Among recent specific suggestions that readers have offered to the hurting pastor’s wife are the following:
- Several writers recommended that she seek out local, regional, or national/international Lutheran Women’s Missionary League (LWML) groups or gatherings, using them both for spiritual growth and for developing leadership skills and opportunities.
- “Our solution — get out of the parsonage on Sunday afternoon. We are gone, sometimes just the two of us with our children at a sitter, sometimes as a family. And when time allows, we worship together as a family at a neighboring Lutheran church that has services other than [on] Sunday.”
- “Become involved in some activities that she finds fulfilling … whether it be in community activities or church activities in the larger community that are not available in her small town.”
- “People can only sacrifice their well-being for so long before they cease to be effective in their calling and burn out.” Suggestions: connecting to a spiritual advisor/director (not her husband), counselor, or wise spiritual mentor.
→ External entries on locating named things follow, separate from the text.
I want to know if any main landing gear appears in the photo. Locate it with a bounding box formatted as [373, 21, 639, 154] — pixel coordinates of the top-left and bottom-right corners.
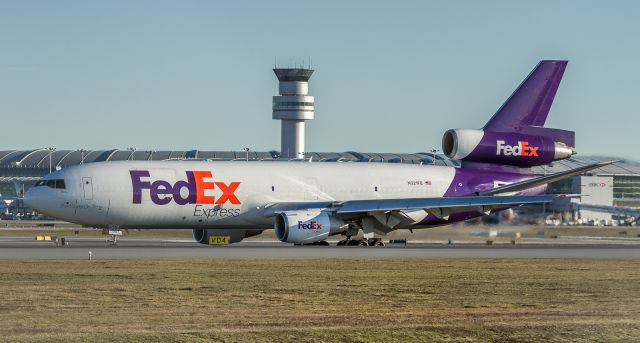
[337, 237, 384, 247]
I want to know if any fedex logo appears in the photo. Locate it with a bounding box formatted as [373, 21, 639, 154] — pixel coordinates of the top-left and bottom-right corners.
[298, 220, 322, 230]
[496, 141, 540, 157]
[129, 170, 240, 205]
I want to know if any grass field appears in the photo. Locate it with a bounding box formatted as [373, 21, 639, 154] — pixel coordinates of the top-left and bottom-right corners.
[0, 260, 640, 342]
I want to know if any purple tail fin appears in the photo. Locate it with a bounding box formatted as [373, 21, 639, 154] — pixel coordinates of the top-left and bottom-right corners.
[484, 61, 568, 132]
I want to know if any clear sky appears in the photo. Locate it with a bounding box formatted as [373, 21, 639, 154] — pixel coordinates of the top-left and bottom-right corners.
[0, 0, 640, 159]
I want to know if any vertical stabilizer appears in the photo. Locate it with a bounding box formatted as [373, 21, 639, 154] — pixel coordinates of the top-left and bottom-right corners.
[484, 61, 568, 132]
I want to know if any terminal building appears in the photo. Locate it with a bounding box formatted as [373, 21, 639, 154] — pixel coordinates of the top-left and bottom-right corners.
[0, 149, 640, 223]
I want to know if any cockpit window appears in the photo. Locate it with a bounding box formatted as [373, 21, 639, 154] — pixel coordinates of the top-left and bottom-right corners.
[34, 179, 67, 189]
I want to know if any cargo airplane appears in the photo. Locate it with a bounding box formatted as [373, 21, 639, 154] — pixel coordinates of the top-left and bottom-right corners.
[25, 61, 612, 245]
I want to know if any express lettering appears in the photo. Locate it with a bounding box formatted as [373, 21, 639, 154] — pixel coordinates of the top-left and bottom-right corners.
[129, 170, 240, 205]
[496, 141, 540, 157]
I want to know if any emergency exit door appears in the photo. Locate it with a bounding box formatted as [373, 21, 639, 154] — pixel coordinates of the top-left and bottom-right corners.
[82, 177, 93, 200]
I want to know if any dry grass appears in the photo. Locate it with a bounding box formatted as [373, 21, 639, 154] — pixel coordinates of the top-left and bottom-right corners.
[0, 260, 640, 342]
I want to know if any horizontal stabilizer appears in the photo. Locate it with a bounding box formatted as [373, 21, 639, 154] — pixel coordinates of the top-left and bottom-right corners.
[478, 161, 617, 196]
[484, 61, 568, 132]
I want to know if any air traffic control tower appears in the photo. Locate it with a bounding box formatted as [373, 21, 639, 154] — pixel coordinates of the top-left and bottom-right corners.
[273, 68, 314, 158]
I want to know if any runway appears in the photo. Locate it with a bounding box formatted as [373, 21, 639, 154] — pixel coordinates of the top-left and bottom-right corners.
[0, 238, 640, 260]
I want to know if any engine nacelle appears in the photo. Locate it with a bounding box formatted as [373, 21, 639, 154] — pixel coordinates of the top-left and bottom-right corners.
[442, 129, 575, 167]
[274, 211, 348, 244]
[192, 229, 262, 244]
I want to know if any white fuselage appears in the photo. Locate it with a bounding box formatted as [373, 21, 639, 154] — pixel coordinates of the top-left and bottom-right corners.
[29, 161, 455, 229]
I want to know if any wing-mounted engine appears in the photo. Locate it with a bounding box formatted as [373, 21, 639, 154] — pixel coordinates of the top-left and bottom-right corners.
[274, 210, 348, 244]
[442, 127, 575, 167]
[193, 229, 262, 244]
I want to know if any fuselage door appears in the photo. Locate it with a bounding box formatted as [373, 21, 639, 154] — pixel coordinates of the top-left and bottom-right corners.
[82, 177, 93, 200]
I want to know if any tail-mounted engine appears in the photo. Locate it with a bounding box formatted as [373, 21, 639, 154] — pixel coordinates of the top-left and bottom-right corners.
[274, 211, 348, 244]
[442, 128, 575, 167]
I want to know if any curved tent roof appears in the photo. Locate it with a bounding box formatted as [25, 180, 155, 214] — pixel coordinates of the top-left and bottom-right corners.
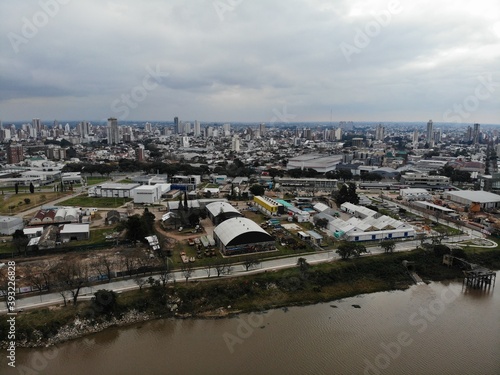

And finally, I think that one wife of a pastor offered a fitting summary when she wrote: “The spiritual care and nurture of the wives of pastors of our church body is a huge issue that just isn’t dealt with, not because the pastors … and leaders don’t care. They just don’t understand the magnitude of it. They also don’t understand what a tremendous blessing to the church we can be when we are spiritually and emotionally healthy. … When pastors’ wives are given the support they need, they are in a better position to support their pastor husbands, and their husbands can in turn better minister to their congregations.”